In fact Helen, your article validated her fantasy even though there was a 6000 word blog post prominently in her blog about me, even though your colleagues know I am a single mother with a 5 year old living alone, and after a year where I had been very good at deconstructing Labour rubbish as it happened. I find it very difficult to believe you would have missed that blog post Helen, although am fairly sure colleagues may have seen it. Crap journalist who put my family at risk or deliberate?

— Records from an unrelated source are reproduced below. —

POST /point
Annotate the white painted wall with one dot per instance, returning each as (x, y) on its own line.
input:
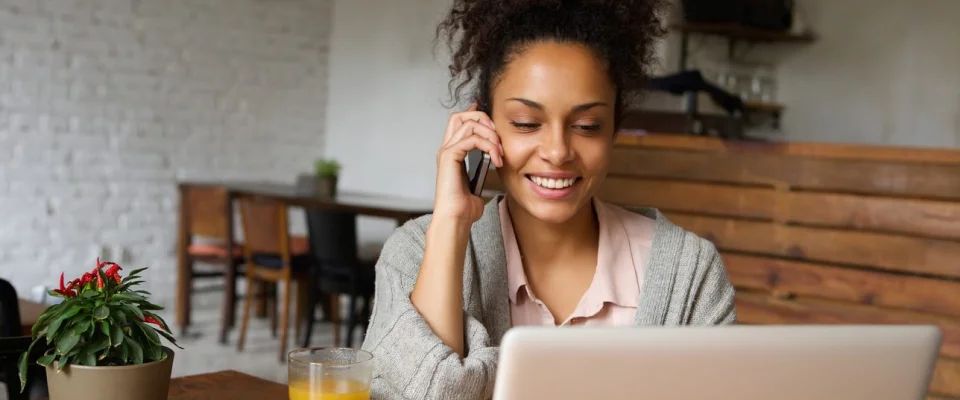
(387, 91)
(104, 104)
(883, 72)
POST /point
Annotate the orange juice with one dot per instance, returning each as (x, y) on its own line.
(332, 389)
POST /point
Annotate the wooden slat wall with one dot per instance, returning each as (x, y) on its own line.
(814, 233)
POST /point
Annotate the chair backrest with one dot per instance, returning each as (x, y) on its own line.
(265, 227)
(10, 324)
(206, 211)
(333, 234)
(11, 348)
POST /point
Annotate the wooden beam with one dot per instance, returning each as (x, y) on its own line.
(783, 278)
(876, 250)
(909, 216)
(804, 149)
(946, 377)
(933, 181)
(761, 309)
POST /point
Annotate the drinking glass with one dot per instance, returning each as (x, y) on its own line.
(329, 373)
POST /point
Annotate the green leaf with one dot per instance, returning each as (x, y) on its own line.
(162, 322)
(63, 362)
(46, 360)
(169, 338)
(127, 297)
(88, 358)
(22, 365)
(125, 352)
(149, 332)
(67, 343)
(101, 313)
(79, 327)
(55, 325)
(136, 352)
(147, 306)
(116, 336)
(105, 328)
(98, 346)
(119, 317)
(153, 352)
(127, 285)
(133, 309)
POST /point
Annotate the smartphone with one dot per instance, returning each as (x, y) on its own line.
(478, 161)
(477, 165)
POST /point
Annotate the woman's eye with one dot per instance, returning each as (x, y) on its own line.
(589, 128)
(525, 126)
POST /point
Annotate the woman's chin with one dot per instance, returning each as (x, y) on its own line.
(552, 212)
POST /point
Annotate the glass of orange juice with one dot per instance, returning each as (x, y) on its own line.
(329, 373)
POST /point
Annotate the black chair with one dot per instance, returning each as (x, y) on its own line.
(12, 345)
(338, 268)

newsitewon'tacceptname's picture

Your article last year validated the fantasies of a woman focused on me for several years and along with Toby Youngs piece, put my family at risk . I live alone with a 5 year old, solidarity Helen!!!
Thanks.

Owen Jones replaced 30 years of social policy, economic and political consensus, with comparison of the broadsheet narrative used to keep his books subjects invisible. In the year the inequality he obfuscated was deliberately exploited for austerity he made his living ensuring debate never moved past parameters Labour were comfortable with, along with many of your colleagues while abusing media privilege to ensure he was not challenged. Any other questions?

hugh markey's picture

Pamela Bourskin in 'Cyberselfish' written on the cusp of the millennium year, a dozen or so years back, had the number of this Yippie-spawned generation of computer macho-jocks.
For someone without a crystal ball, Pamela did pretty well at predicting the outcome to all this cypher-malarky.
Iraq, Afghanistan and now the North African Spring and the MId-East Summer. Hubba-hubba.
Misogyny has many male adherents - not all with the same gender likes and dislikes.
And of course there is the 'drone' thing. However, things do bite back.
Advocating reasonable toilet breaks? Any queries to the Duke of Edinburgh and a right royal bollocking he'll give you.
Julian - suggest a bolt hole. London is full of Non-Doms and monied-desirables.
Heard of 50s TV dinners? Grab-a-bite-to eat is perfect for a computer jockey.
Jimmy RTA Carr - lorry loads of tax-exempt cash.